Tech investors
gain with incentive bills
January 27, 2005
By ROBYN L. LAMB,
Daily Record Business Writer

Credits aim to fuel startups with
cash
A
bill has been introduced, as part of Gov. Robert L. Ehrlich Jr.’s
economic development plan, to promote investment in the state’s
biotechnology and information technology industries.
The bill, expected to be joined by similar legislation next week, would
give tax credits to private investors funding small, fledgling
technology companies in the state.
The administration’s proposal would return to investors 45 percent of
their outlay in the form of a credit on their state tax bill. The return
would begin in the third year after the investment and would be spread
out evenly over three years.
Individuals must invest at least $50,000 to be eligible for the credit,
which is capped at $8 million per year, according to
Senate Bill 218, which was filed this week.
“The state’s responsibility is to step up the plate where there is real
need,” said Christopher Foster, deputy secretary at the Maryland
Department of Business and Economic Development. “And that is high risk,
early stage angel investing.”
The administration’s proposal will be joined next week by a revised
version of the Biotechnology Investment Incentive Act, which Del. Brian
J. Feldman, D-Montgomery, introduced in the last legislative session.
Fiscal worry kept the bill from gaining approval last year, but Feldman
has resurrected it in a way that addresses such concerns, he said.
Similar to Ehrlich’s approach, Feldman deferred the tax credit for a
number of years so there is no immediate fiscal hit to the state, but
money still flows to the companies that need it.
But to make up for the deferment, Feldman increased the credit amount
from 33 cents on every dollar invested to 50 cents.
Where the two proposals differ is in their scope.
Feldman’s Biotechnology Investment Incentive Act targets biotechnology
companies specifically. Ehrlich’s bill is broader, encompassing
information technology companies as well.
Unlike Ehrlich’s bill, which limits the credit to angel investors,
Feldman’s bill includes both angel investors and venture capital firms,
which accounted for $34 million of funding to Maryland biotechnology
companies in the fourth quarter of 2004, according to
PricewaterhouseCoopers.
“I
have been persuaded that the real driving force in terms of moving
venture capital and meaningful dollar amounts are venture capital
firms,” said Feldman.
“My bill deals with both venture capital firms and angel investors in
attempting to incentivize both, whereas the governor’s bill deals solely
with individual investors.
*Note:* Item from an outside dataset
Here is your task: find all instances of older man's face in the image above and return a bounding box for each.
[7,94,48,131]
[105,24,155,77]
I think in that sense, it is a pretty
material difference.”
It
is the angel investors, however, who have been more adversely effected
by the economy’s downturn and need the extra encouragement, said Foster
Also different is a provision in Feldman’s bill for the state to receive
a return on the credit if the company or its investors is successful
above a certain level.
While the two bills vary, both Feldman and Foster are optimistic there
is support for the credit that technology advocates around the state
have been demanding for some time now.
“The time has come for us to step up whether it is the governor’s
program or my proposal or some combination of the both,” said Feldman.
“It’s something we need to get done.”